I need to sit and relax on the saddle :o. Next thing is to remember to pedal. Right now I’m like someone just learning to drive stick shift. Jerky and engine keeps dying :p. I don’t think I can tell my body to lean the seatpost at an angle. I guess thats the “click” moment. Either my brain/body gets it or it don’t.

I re-read post #19 #26 and #31. I haven’t tried the uni on grass so maybe that is what I will try next time. There is a football field nearby, but no gentle incline. Also as per your advice, I will ditch the wall and just go for broke. Ha ha ha … may the unicycle gods have mercy on me. :stuck_out_tongue:

Personally, I’d stick to a smooth surface. Grass is a difficult surface to ride on because there are bumps everywhere that you cannot see. But feel free to try it!

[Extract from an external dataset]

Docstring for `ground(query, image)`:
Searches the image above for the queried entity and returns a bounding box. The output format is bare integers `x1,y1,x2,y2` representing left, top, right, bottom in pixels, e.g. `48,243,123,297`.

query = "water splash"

The main thing with grass is low impact while getting used to falling. If you are comfortable with emergency dismounts then stay on the hard surface but wear wrist protection.

It needs to be really smooth thick grass without any potholes. Otherwise it will drive you crazy every time you encounter one. I know because I learnt on rough grass. It isn’t all bad in the long term though because it teaches how to deal with the rough but definitely slows down the time to the first ride.

The downhill slope is to overcome the rolling resistance of the thick grass.

Remember, it is about steering under the fall. Put the wheel where you would put your leading foot if walking.

I skipped the grass and went to a parking lot as per Gockie’s advice. Just did it, no walls.

My progress so far. I manage to unicycle 5-6 ft maybe 4 times out of 40 tries. When it happens I am just amazed :astonished: and smiled myself silly :p. However, it is not repeatable. Have no idea what I did to make it happen :thinking: .

Also, my safety gear finally arrived. I will wear the wrist guards but skip the knee/elbow pads.

Congratulations! I’m not much further on than you, but I can ride around. I still have no idea how I make it happen! My body knows, which is the main thing.